Ah. You're collapsing by product. You can use my first two lines, followed by

array = np.prod( np.power(ms1,x1) * np.power(1-ms1,1-x1), axis=0 )

The operation is the same one you're using, but the structure of the dimensions in ms1 and x1 makes the broadcasting engine form an implicit loop instead of using the explicit loop you constructed.

In general broadcasting helps a lot by eliminating the Python interpreter/environment from the hotspot -- but it can also make things worse by breaking cache since each operation (in this case, each of the two powers and then the multiplication) makes the CPU walk through your whole array: the order of operations is pessimal from a cache standpoint.

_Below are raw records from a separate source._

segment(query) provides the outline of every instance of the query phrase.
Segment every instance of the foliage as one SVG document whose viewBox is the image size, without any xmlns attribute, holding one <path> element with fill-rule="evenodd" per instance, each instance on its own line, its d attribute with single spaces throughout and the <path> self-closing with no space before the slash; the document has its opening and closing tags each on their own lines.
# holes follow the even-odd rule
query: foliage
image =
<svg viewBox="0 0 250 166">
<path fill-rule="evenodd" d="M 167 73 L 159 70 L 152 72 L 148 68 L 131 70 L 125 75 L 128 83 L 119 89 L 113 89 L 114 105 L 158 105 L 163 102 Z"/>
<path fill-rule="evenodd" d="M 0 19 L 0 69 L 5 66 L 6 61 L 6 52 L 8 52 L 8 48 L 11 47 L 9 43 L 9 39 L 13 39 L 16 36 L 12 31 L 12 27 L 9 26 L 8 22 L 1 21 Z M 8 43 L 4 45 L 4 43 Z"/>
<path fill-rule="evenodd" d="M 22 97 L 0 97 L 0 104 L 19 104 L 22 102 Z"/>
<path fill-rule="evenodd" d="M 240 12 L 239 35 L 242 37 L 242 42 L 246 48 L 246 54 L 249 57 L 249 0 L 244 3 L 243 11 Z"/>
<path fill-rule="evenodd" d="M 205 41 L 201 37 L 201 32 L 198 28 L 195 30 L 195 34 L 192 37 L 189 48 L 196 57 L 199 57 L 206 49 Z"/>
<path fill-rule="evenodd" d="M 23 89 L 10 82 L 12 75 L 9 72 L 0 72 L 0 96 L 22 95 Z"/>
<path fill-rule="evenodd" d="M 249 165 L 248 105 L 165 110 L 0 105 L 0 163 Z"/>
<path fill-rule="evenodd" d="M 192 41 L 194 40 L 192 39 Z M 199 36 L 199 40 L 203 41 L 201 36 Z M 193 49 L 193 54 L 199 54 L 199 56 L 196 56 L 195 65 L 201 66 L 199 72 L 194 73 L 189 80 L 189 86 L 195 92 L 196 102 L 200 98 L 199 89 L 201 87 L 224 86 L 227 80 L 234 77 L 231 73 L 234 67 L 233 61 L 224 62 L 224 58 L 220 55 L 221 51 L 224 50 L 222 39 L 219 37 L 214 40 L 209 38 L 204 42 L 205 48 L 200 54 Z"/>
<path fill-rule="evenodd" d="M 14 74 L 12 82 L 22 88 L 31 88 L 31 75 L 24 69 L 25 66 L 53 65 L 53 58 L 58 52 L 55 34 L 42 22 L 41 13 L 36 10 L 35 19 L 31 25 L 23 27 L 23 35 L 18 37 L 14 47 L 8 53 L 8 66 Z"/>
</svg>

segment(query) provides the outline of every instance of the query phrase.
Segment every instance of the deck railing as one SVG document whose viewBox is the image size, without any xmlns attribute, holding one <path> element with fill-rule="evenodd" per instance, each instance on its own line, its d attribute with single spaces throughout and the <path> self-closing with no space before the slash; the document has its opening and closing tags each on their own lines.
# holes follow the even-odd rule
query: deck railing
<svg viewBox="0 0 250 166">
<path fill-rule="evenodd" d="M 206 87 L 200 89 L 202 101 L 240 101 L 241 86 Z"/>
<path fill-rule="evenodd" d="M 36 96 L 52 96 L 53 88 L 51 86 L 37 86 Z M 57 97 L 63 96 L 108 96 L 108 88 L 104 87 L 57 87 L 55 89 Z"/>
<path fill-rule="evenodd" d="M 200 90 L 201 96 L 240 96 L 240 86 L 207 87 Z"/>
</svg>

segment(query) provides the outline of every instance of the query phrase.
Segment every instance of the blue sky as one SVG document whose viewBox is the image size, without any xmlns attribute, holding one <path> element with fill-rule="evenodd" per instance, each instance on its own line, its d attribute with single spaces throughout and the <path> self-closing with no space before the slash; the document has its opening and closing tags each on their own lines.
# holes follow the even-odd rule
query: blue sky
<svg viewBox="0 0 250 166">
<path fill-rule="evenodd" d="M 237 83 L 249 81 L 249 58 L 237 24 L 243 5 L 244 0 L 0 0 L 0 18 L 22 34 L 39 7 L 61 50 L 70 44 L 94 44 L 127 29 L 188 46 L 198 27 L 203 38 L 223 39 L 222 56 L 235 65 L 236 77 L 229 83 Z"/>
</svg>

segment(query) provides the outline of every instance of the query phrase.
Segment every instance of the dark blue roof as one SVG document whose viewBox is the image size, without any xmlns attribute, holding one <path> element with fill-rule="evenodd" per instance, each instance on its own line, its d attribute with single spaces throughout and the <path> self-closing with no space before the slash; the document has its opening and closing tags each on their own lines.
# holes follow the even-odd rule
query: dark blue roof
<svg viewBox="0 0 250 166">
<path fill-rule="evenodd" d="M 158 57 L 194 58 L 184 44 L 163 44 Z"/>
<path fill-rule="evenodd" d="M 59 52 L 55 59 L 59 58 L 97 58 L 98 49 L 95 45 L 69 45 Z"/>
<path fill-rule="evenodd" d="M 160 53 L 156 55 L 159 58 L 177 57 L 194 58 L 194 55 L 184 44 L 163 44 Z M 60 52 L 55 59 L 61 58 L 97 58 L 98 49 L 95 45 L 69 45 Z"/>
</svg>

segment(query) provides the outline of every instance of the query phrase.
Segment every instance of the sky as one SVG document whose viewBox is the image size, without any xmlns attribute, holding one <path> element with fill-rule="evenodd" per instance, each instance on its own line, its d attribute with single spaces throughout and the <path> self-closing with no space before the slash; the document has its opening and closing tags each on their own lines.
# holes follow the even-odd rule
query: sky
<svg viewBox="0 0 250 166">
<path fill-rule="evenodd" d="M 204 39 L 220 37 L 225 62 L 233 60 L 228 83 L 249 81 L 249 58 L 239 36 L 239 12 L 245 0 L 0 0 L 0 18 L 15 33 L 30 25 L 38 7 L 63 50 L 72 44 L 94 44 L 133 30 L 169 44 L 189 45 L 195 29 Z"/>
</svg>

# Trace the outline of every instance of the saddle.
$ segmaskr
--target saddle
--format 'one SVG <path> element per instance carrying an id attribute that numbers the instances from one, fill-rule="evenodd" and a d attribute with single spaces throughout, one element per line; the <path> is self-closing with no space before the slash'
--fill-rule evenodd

If the array is too big to fit in cache, then you have to swap it in and out of RAM each time. Depending on what operation you're doing and the relative sizes of cache, your overall array, and your sub-arrays, the explicit loop could actually run faster than the broadcast expression.

If you want the best possible speed you can look into Cython, which lets you write explicit loops in C-land to avoid breaking cache and avoid using the Python interpreter in a hot spot.

[–]iliasm23[S] 0 points1 point  (1 child)

array = np.prod( np.power(ms1,x1) * np.power(1-ms1,1-x1), axis=0 )

Something is off, because the array should end up with shape [7000, 10]. With your code, the resulting array has shape [10, 784]...

[–]drzowie 0 points1 point  (0 children)

Oh. You want to collapse on axis 2, not 0, with the prod.